The OECD’s far-from-buoyant view of the world economy in May has been replaced by an even less optimistic outlook, shaped by a series of disappointing results in some emerging economies and several disturbing developments – not least the ridiculous near-debt default in the US.

Nonetheless, such crazy political brinkmanship to one side, OECD Secretary-General Angel Gurria says the recovery underway in the global economy is “real” – you just might have trouble noticing it much for the next little while.

In figures released overnight, the OECD predicts global growth will accelerate from 2.7 per cent this year to 3.6 per cent in 2014 and 3.9 per cent in 2015.

The picture is even less impressive across the OECD member countries – average growth of 1.2 per cent this year, 2.3 per cent in 2014, and 2.7 per cent in 2015.

The US is expected to do ok – growing by 3.5 per cent by 2015, with unemployment headed down close to 6.1 per cent by December of that year.

But the outlook for the Euro area and Japan remains miserable – growth won’t break above 2 per cent in the former and will be well below 1 per cent in the latter.
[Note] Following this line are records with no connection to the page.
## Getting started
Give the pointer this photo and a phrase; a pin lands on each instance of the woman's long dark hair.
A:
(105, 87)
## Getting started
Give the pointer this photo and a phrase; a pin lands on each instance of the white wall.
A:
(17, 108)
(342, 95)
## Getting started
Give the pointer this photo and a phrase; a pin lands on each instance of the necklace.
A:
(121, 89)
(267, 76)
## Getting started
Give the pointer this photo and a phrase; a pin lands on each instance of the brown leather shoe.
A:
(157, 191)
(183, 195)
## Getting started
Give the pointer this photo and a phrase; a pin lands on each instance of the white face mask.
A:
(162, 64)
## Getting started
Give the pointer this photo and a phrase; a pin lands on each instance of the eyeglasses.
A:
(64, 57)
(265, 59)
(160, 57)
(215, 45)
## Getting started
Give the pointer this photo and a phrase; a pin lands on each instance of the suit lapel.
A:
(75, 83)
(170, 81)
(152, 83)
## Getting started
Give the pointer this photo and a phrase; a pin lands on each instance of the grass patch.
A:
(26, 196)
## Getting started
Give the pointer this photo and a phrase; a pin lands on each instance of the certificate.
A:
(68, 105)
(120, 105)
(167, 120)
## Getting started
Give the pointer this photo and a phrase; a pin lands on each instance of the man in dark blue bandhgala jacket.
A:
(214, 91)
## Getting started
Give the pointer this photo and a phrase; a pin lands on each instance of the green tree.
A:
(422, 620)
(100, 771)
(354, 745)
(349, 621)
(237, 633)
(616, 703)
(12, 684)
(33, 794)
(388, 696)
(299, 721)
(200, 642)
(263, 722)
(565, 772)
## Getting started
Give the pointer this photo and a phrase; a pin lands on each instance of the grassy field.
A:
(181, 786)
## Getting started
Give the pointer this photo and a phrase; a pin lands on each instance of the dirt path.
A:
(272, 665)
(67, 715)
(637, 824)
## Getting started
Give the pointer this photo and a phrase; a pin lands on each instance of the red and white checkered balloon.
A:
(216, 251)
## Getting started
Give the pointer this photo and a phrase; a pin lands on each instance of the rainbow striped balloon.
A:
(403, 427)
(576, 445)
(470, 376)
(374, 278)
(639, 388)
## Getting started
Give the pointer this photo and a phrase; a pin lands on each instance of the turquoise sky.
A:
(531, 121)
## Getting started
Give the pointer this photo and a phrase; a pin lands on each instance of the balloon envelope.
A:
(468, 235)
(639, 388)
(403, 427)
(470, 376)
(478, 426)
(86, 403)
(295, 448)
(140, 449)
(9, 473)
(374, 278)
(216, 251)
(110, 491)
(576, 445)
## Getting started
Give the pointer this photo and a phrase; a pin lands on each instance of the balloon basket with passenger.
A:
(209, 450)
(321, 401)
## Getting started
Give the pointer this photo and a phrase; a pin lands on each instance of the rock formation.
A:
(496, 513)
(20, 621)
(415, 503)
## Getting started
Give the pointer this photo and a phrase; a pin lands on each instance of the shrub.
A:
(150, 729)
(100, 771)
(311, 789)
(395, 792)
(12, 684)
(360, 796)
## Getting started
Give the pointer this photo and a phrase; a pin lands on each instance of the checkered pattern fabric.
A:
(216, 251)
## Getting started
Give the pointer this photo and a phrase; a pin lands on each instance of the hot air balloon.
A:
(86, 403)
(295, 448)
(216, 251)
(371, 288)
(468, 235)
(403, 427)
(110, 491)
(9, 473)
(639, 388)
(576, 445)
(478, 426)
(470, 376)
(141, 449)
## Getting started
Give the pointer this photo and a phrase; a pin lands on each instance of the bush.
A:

Underlining the human tragedy of the deep recession in much of Europe, the Euro area unemployment rate is still expected to be close to 12 per cent by the end of 2015.

The really sobering thought in looking at these projections, is that they rely on so many things going right – not least that politicians in the US, Europe and elsewhere, don’t engage in yet more bouts of indulgent and destructive policies that undermine what financial stability there is or erect further barriers to international trade.

Risks abound.

The big plus for Australia is that China is expected to be one of the few bright spots in the global outlook, sustaining annual growth at or above 7.4 per cent over the next two years despite the deadweight of Europe and Japan.

Reflecting this, the OECD is a bit brighter than the Reserve Bank in its outlook for Australia – expecting that growth in the country will accelerate from 2.5 per cent next year to around 3 per cent in 2015 as activity in the non-mining sectors of the economy “gradually strengthens”.

But, it warns, this is outcome is far from a given.

It has warned the Abbott Government against any further fiscal tightening than has already been planned, and is advising the RBA to maintain its current accommodative monetary policy stance.

On taxation, it backs the business sector’s bid for a lower corporate tax rate.

On housing, it advises a shift to “more efficient” real estate taxation, which is code for the states to abolish stamp duties.

It will be interesting to see if the Government’s Commission of Audit is paying attention.